顧西裏顯然並不滿意這番解釋,飯都沒吃一口,轉身就離開了食堂,秦霄根本顧不上我的情緒,讓我自己早點回學校,著急地追著她也走了。

我一個人留在原位,腦子如遭雷劈後,終於找準了我的位置。

我從來不曾在秦霄身邊,他隻是好心的將我護在羽翼之下。

秦霄愛顧西裏的樣子,讓我終於明白,是我不配。

我太懦弱,隻會一直站在原地等秦霄,等他轉身愛上我,可他沒有回頭,和別人一起往前開心的跑了。

而我該退回我原本的位置,安分守己的做一個妹妹,不爭不搶的站在原地,看著他愛別人。

我當然還會嫉妒,也會慢慢死心。

隻是我還需要一些時間,心裏明白是一回事,做到是另一回事。

我必須承認,我沒有當斷就斷的勇氣。

我還想盡力保留我原來的位置。

當然秦霄也需要負一點責任,誰讓他實在太過守信,當年秦叔叔不過一句玩笑話,他就當真這麼多年,害我像掉進沼澤,一次次拚命想爬出來,又被他一次次拉回去,泥足深陷。

以至於最後在他們的故事裏,落了個自輕自賤的不光彩角色。

秦霄大學畢業,績點和表現都一如既往優秀的他順利考上了本校心儀導師的研究生,繼續追隨父輩的腳步,攻讀法律專業。

他考研成績出來那天,還在學校上課的我,緊張到手指都在哆嗦,在課堂上心神恍惚,頻頻躲在課桌下給秦霄發消息。

可是秦霄一直沒有回複。

我看著黑板旁的掛鐘,咬了一晚上的指甲,最後就連鯨鯨都看不下去,試圖帶我逃課出去打電話。

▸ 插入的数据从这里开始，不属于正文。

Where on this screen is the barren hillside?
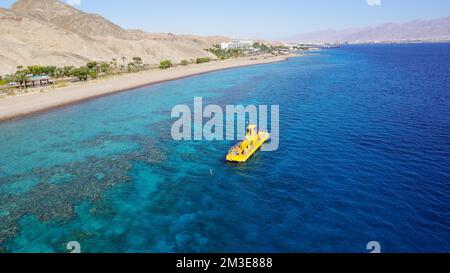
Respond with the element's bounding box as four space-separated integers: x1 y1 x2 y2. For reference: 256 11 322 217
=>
0 0 228 75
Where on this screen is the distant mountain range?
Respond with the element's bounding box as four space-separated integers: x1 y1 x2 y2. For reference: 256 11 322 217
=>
288 17 450 44
2 0 449 75
0 0 229 75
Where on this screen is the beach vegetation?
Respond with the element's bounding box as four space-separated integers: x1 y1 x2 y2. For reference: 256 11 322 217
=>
0 75 16 85
206 48 244 60
252 42 291 54
24 65 57 77
86 61 98 71
159 60 173 69
71 67 89 81
121 56 128 67
253 42 271 52
132 57 143 66
99 62 111 74
118 57 145 73
63 66 75 77
84 61 111 76
196 57 211 64
111 58 118 69
43 66 57 76
14 69 28 88
229 49 244 58
127 62 138 73
89 70 98 79
206 48 227 59
54 67 64 78
127 63 133 73
180 60 189 66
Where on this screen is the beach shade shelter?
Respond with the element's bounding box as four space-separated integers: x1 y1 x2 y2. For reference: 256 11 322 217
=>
28 75 52 87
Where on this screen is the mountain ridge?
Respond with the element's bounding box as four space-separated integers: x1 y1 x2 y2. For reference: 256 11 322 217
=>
288 16 450 43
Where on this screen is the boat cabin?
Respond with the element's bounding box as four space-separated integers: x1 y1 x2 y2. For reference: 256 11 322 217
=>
246 125 257 137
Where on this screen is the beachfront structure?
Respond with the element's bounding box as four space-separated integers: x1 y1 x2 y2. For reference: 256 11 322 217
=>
221 40 254 50
28 75 51 86
284 43 296 50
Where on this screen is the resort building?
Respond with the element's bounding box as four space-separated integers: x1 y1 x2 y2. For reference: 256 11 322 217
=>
221 40 254 50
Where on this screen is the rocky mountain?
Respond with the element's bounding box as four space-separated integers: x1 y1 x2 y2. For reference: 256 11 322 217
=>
0 0 228 75
288 17 450 44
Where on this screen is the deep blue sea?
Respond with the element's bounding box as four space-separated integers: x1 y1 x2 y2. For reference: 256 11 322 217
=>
0 44 449 253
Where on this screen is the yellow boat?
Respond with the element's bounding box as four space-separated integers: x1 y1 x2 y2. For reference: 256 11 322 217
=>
226 125 270 163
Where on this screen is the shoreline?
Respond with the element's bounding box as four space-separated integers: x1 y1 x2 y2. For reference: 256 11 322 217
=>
0 55 296 123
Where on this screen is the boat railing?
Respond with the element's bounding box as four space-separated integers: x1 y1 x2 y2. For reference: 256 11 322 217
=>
228 144 241 154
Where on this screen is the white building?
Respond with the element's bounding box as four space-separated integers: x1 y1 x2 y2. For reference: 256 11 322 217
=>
220 42 230 50
221 40 254 50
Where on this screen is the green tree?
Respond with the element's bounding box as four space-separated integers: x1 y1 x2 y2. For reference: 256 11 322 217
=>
253 42 271 53
63 66 75 77
132 57 143 65
14 71 28 89
121 57 127 67
86 61 98 71
196 57 211 64
99 62 111 74
127 62 135 73
72 67 89 81
27 65 43 76
0 75 15 86
180 60 189 66
89 70 98 79
55 67 64 78
159 60 173 69
112 58 117 69
14 65 28 88
42 66 56 76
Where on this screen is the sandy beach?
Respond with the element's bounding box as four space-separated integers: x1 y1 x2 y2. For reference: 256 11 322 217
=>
0 55 294 122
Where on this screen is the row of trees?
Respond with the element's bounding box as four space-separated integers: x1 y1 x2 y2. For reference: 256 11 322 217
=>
208 42 289 57
206 42 287 59
253 42 291 53
158 58 211 69
1 55 217 88
1 57 147 88
206 45 245 60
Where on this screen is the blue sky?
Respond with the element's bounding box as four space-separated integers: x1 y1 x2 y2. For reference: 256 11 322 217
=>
1 0 449 39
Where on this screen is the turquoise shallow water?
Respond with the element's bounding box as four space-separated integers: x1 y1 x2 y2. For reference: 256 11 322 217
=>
0 44 449 253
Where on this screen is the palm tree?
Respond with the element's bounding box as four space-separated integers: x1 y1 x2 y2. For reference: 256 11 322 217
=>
13 65 27 88
112 58 117 69
15 71 27 89
121 57 127 67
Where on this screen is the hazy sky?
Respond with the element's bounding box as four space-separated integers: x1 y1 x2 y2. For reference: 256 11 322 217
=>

就在我猶豫不決,差點就要壯起膽子從了她的時候,秦霄的消息來了。

我給他發了上百條微信,他回了我四個字。

他考上了。

我太為他高興,以至於對“他”而不是“我”避而不見,對這冷淡的態度毫不掛心。

“怎麼這麼久才回?急死我了。”

我習慣性和他撒嬌。

隻是沒想到這一次的回複徹底將我的暗戀擊垮,從此我戰戰兢兢,再不敢逾矩一步。

回複的人是顧西裏。

“你們隻是普通朋友,他不回消息很正常的,是你越界了。”

不愧是和秦霄投契的人,每個字都是一個耳光,隔空將我瞬間扇醒,不用落到實處,就能讓我臉紅腫痛。

那天課後,所有同學走光後,鯨鯨陪著我哭了很久很久。

是我錯了,秦霄真的很負責,對我是,對女朋友更是,回想起來,除了撐腰,他的確從未給過我任何幻想的機會。

喜歡是哪怕兩人正在鬧別扭,也會記得你因為生氣,沒吃午飯,急衝衝跑到小超市給你買一個麵包,是不管你會不會騎車,都隻為你一個人留的自行車後座。

這個待遇隻有顧西裏有資格擁有,我從未享受過。

哭完後我竟覺得有些慶幸,我的暗戀是個錯誤,但我暗戀的人是對的。

第二天,鯨鯨陪我再次去了奶茶店,從我意識到喜歡上秦霄起,我在這兒留下了無數滿懷愛意的便利貼,而那一年我包著眼淚寫下最後一張——我不能再喜歡他了。

舍棄尊嚴的愛,我不該再繼續。

自此之後,少年繼續奔赴理想,勇往直前,而我留下的那些沒來得及說出口的話,隨著那個燥熱的夏天一起,在回憶裏逐漸褪色。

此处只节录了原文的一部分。